Trump es un aislacionista. Es un frío “hombre de negocios”. No cree que Estados Unidos es la cabeza de Occidente, de donde se derivan responsabilidades especiales. No es el único que piensa de ese modo. Kissinger, a su manera, sostiene lo mismo. Trump preside una nación con intereses, esencialmente económicos. Esa visión lo lleva a enfrentarse en el tema de los aranceles a sus aliados de Europa, o a Canadá y México, y a menospreciar la OTAN, quintaesencia del “globalismo” que tanto lo mortifica.
Le gustaría que Venezuela tuviera un comportamiento democrático y sensato. Por eso respalda a Juan Guaidó y recibe en la Casa Blanca a su esposa Fabiana Rosales, pero difícilmente pase de las sanciones y el apoyo político y diplomático a una guerra abierta para desalojar del poder a Maduro y a sus 40 ladrones.
Destruir el aparato militar de Venezuela es fácil. A una nación como Estado Unidos le tomaría pocas horas hacerlo desde el aire y el mar con armas convencionales. Tiene el arsenal y la cuenta bancaria que se necesita.
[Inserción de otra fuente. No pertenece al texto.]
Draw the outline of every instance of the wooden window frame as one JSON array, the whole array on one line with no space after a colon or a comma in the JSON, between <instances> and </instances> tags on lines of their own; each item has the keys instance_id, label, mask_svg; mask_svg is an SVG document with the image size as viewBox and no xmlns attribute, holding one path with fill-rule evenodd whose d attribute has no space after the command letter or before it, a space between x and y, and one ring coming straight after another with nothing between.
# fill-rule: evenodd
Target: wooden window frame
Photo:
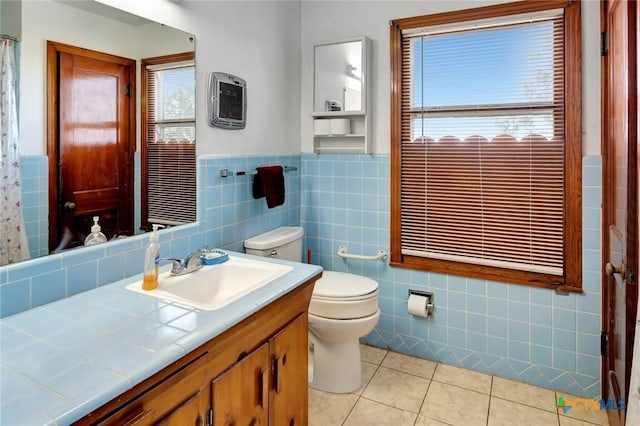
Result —
<instances>
[{"instance_id":1,"label":"wooden window frame","mask_svg":"<svg viewBox=\"0 0 640 426\"><path fill-rule=\"evenodd\" d=\"M151 230L149 223L149 194L148 194L148 153L147 153L147 135L148 130L148 73L147 68L153 65L170 64L173 62L195 61L195 52L183 52L172 55L156 56L146 58L141 61L140 67L140 227L145 231ZM196 171L194 170L194 174Z\"/></svg>"},{"instance_id":2,"label":"wooden window frame","mask_svg":"<svg viewBox=\"0 0 640 426\"><path fill-rule=\"evenodd\" d=\"M565 197L563 276L472 265L402 254L401 124L402 31L504 17L549 9L565 10ZM390 22L391 54L391 255L390 265L506 283L582 292L582 25L580 0L531 0L396 19ZM405 93L409 91L405 88Z\"/></svg>"}]
</instances>

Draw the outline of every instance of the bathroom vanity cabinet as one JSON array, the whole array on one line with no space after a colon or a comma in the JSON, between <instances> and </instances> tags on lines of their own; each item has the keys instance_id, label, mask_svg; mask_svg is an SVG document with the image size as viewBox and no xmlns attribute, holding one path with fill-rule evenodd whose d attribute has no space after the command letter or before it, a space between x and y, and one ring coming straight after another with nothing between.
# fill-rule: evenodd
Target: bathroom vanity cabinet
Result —
<instances>
[{"instance_id":1,"label":"bathroom vanity cabinet","mask_svg":"<svg viewBox=\"0 0 640 426\"><path fill-rule=\"evenodd\" d=\"M78 425L306 425L307 310L320 275Z\"/></svg>"}]
</instances>

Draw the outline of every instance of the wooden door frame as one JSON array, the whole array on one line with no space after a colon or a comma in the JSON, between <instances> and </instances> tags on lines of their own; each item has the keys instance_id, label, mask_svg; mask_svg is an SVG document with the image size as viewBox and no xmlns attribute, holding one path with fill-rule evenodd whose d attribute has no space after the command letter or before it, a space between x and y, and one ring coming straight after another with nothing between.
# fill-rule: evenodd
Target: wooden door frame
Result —
<instances>
[{"instance_id":1,"label":"wooden door frame","mask_svg":"<svg viewBox=\"0 0 640 426\"><path fill-rule=\"evenodd\" d=\"M610 2L603 1L601 3L600 9L600 26L602 32L609 31L608 22L607 22L607 6ZM640 10L636 2L628 2L629 10L633 8L633 13L630 18L633 18L633 22L631 19L628 21L630 24L629 29L634 32L635 37L632 38L633 44L635 46L630 46L629 51L636 50L638 48L638 30L640 29ZM631 25L633 24L633 25ZM609 140L609 110L607 106L609 105L609 60L610 56L607 54L603 54L601 56L601 93L602 93L602 112L601 112L601 125L602 125L602 133L601 133L601 149L602 149L602 262L601 262L601 271L602 271L602 329L607 330L606 321L609 319L609 315L611 314L609 311L608 299L610 295L610 284L609 277L604 271L604 265L609 261L609 223L612 219L612 208L605 201L611 198L612 191L615 191L612 188L613 178L614 178L614 170L609 167L609 156L612 152L612 143ZM631 185L632 189L635 191L627 191L627 215L631 218L636 218L635 224L635 232L629 233L627 232L626 238L626 250L627 250L627 259L631 259L630 263L632 266L638 266L638 250L640 250L640 246L638 243L638 178L639 178L639 170L638 164L639 159L637 157L640 150L638 149L638 123L640 123L640 117L638 115L638 105L640 104L640 98L638 96L638 86L640 86L638 82L638 59L637 55L630 56L629 60L629 71L630 71L630 80L633 79L635 81L635 90L631 90L629 92L630 96L635 97L635 105L631 105L629 108L629 147L635 144L635 156L630 156L628 159L628 179L633 179L635 181L635 185ZM634 108L635 107L635 108ZM633 154L633 149L628 148L629 151ZM631 234L631 235L630 235ZM632 273L637 274L637 271L632 271ZM638 279L637 276L634 280L633 285L626 285L625 287L625 336L621 336L624 338L624 351L625 351L625 396L629 395L629 384L631 378L631 366L633 360L633 345L636 331L636 314L637 314L637 306L638 306ZM608 345L609 352L615 350L612 348L612 345ZM608 386L608 371L609 371L609 363L608 363L608 355L602 356L601 363L601 390L602 390L602 398L610 399L612 395L609 395L609 386Z\"/></svg>"},{"instance_id":2,"label":"wooden door frame","mask_svg":"<svg viewBox=\"0 0 640 426\"><path fill-rule=\"evenodd\" d=\"M129 82L131 84L131 96L129 96L129 146L127 147L128 158L127 175L123 178L127 181L127 185L130 189L131 202L127 208L127 214L131 218L131 225L133 227L134 213L133 213L133 196L134 196L134 163L133 154L136 149L136 61L133 59L124 58L121 56L115 56L104 52L98 52L95 50L85 49L82 47L71 46L68 44L58 43L55 41L47 40L47 64L46 64L46 78L47 78L47 100L46 100L46 135L47 135L47 157L49 162L49 252L53 251L58 244L58 172L59 172L59 142L60 142L60 117L59 117L59 55L60 53L68 53L77 56L83 56L90 59L96 59L105 62L112 62L115 64L126 65L129 67ZM54 226L52 226L54 224Z\"/></svg>"}]
</instances>

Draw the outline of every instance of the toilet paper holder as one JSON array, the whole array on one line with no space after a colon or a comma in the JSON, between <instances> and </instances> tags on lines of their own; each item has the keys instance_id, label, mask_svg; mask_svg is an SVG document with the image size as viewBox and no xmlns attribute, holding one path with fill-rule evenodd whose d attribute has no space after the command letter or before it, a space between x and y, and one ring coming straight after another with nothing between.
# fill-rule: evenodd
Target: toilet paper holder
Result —
<instances>
[{"instance_id":1,"label":"toilet paper holder","mask_svg":"<svg viewBox=\"0 0 640 426\"><path fill-rule=\"evenodd\" d=\"M407 295L407 300L411 295L423 296L427 298L427 316L433 314L433 306L434 306L434 296L431 291L422 291L422 290L411 290L409 289L409 294Z\"/></svg>"}]
</instances>

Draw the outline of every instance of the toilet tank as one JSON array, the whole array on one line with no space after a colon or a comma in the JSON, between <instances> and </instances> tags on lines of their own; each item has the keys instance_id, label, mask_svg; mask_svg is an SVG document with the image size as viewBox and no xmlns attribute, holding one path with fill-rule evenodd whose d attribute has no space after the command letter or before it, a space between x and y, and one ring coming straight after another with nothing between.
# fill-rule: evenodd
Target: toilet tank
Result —
<instances>
[{"instance_id":1,"label":"toilet tank","mask_svg":"<svg viewBox=\"0 0 640 426\"><path fill-rule=\"evenodd\" d=\"M300 226L282 226L245 240L244 248L247 254L300 262L303 235Z\"/></svg>"}]
</instances>

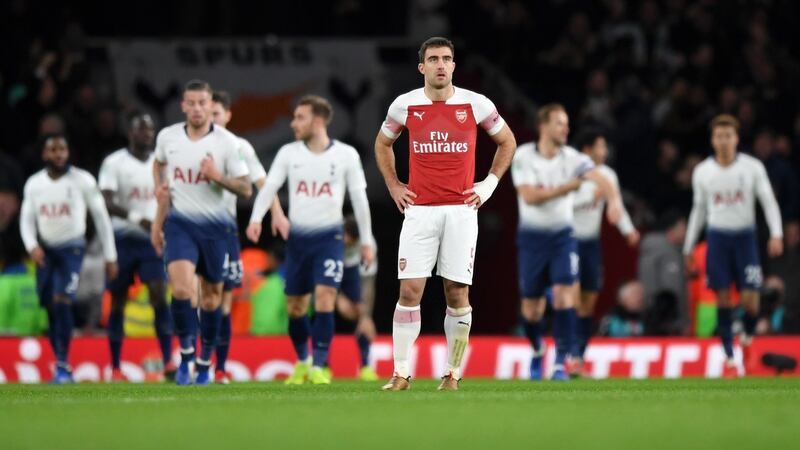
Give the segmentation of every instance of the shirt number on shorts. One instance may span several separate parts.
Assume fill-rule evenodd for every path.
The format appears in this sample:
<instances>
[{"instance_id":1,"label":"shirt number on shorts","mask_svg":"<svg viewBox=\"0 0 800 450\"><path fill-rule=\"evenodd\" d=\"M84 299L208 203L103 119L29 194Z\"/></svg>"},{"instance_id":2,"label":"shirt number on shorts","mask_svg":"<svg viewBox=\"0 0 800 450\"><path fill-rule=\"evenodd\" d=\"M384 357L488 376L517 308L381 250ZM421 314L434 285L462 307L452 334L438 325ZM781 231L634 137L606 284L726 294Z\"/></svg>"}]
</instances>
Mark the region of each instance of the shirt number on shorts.
<instances>
[{"instance_id":1,"label":"shirt number on shorts","mask_svg":"<svg viewBox=\"0 0 800 450\"><path fill-rule=\"evenodd\" d=\"M578 271L580 270L580 257L575 252L570 252L569 254L569 271L572 273L573 276L578 275Z\"/></svg>"},{"instance_id":2,"label":"shirt number on shorts","mask_svg":"<svg viewBox=\"0 0 800 450\"><path fill-rule=\"evenodd\" d=\"M750 265L744 268L744 280L747 284L753 286L761 286L763 276L761 275L761 266Z\"/></svg>"},{"instance_id":3,"label":"shirt number on shorts","mask_svg":"<svg viewBox=\"0 0 800 450\"><path fill-rule=\"evenodd\" d=\"M67 284L67 287L64 288L64 292L66 292L67 294L74 294L78 292L79 280L80 280L80 275L78 275L78 272L72 272L70 274L69 283Z\"/></svg>"},{"instance_id":4,"label":"shirt number on shorts","mask_svg":"<svg viewBox=\"0 0 800 450\"><path fill-rule=\"evenodd\" d=\"M344 274L344 264L334 259L326 259L323 264L325 265L325 276L333 278L333 281L340 283Z\"/></svg>"},{"instance_id":5,"label":"shirt number on shorts","mask_svg":"<svg viewBox=\"0 0 800 450\"><path fill-rule=\"evenodd\" d=\"M222 265L222 274L225 278L238 282L244 275L244 265L242 260L231 261L230 253L225 254L225 264Z\"/></svg>"}]
</instances>

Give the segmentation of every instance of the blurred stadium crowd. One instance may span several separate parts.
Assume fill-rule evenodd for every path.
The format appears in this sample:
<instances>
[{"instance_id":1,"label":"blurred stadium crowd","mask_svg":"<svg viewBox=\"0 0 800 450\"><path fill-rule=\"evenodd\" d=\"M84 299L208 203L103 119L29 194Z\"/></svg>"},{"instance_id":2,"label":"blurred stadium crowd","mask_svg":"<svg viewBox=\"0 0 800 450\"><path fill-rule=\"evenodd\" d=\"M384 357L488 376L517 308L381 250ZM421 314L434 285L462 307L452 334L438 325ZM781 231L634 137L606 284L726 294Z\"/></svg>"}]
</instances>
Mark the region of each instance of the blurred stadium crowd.
<instances>
[{"instance_id":1,"label":"blurred stadium crowd","mask_svg":"<svg viewBox=\"0 0 800 450\"><path fill-rule=\"evenodd\" d=\"M143 1L126 17L110 3L70 7L11 0L0 6L0 35L9 43L0 48L0 309L10 311L23 301L8 280L26 273L19 266L25 255L17 215L22 186L41 167L38 137L67 132L72 162L95 175L108 153L126 145L125 118L132 107L117 98L105 55L90 42L143 35L400 37L413 55L420 40L448 35L456 42L457 61L459 55L483 55L533 104L563 103L574 131L588 125L607 131L611 165L644 239L638 276L611 287L617 301L601 308L600 333L713 333L713 311L703 306L713 305L708 298L713 294L683 274L680 245L692 201L692 169L710 153L708 123L719 113L741 121L740 149L764 162L784 220L785 254L777 259L762 254L765 312L759 330L800 333L800 4L409 0L392 2L386 10L376 2L337 0L274 9L265 3L248 10L208 3L201 10L181 1L164 10ZM154 10L162 14L145 13ZM303 29L290 29L292 21L281 20L301 11ZM501 100L498 108L511 107ZM368 126L377 130L382 117L374 119ZM520 143L533 137L527 122L514 128ZM763 218L760 224L766 241ZM396 242L379 246L393 248ZM384 269L379 277L393 280L392 265ZM670 270L669 279L657 276ZM89 256L84 272L81 296L90 305L84 326L91 330L100 323L102 264L93 265ZM667 299L666 306L658 299ZM0 318L6 320L0 333L19 332L8 314Z\"/></svg>"}]
</instances>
Pero ocupar una nación grande (el triple de Alemania), enfrentarse a las bandas armadas, celebrar elecciones y crear una policía capaz de sostener la autoridad, es una tarea que puede durar un par de años y Trump no está dispuesto a llevarla a cabo.
Sin embargo, ninguna persona informada tiene duda de que Maduro y su pandilla han creado un narcoestado, aliado a Irán y a los terroristas del Medio Oriente, dirigido por Cuba, militarmente asistido por Rusia, que constituye un grave peligro para sus vecinos y, a medio plazo, para los propios Estados Unidos, especialmente desde que Moscú ha hecho acto de presencia en el conflicto con un centenar de militares y abundante armamento.
Si las sanciones y la guerra psicológica no logran su cometido, lo más indicado es dividirse las funciones. Estados Unidos destruiría las instalaciones militares del narcoestado y con sus misiles y drones haría rodar las cabezas de los jefes. Después de la demolición entrarían los países del Grupo de Lima, encabezados por Brasil y Colombia, los más afectados, pero con el concurso de Chile, Argentina, Perú y Paraguay. Ocuparían el territorio, invocando la cláusula democrática, y organizarían las condiciones del retorno a la democracia y la restauración de la economía bajo la dirección de Luis Almagro y la participación de la OEA.
Ese duro desenlace tiene en contra la escasa tradición latinoamericana de forjar una política exterior activa, aunque exista “el deber de proteger” invocado por el ex diplomático Diego Arria. Si las democracias hispanoamericanas no lo hacen, seguramente la incapacidad del régimen de Maduro provocará una hambruna terrible en la que morirán dos o tres millones de personas, presumiblemente niños y ancianos desvalidos.
En cualquier caso, se trata del mínimo instinto de conservación que deben tener las naciones. Peligran los frágiles países de la zona como consecuencia de la “bomba demográfica” que estallará. Entre siete y diez millones de venezolanos abandonarán en poco tiempo el país, casi todos rumbo a América Latina. Sencillamente, las democracias sudamericanas no pueden convivir con una pandilla de maleantes en el vecindario. Tienen que erradicarla porque en ello acaso les va la vida.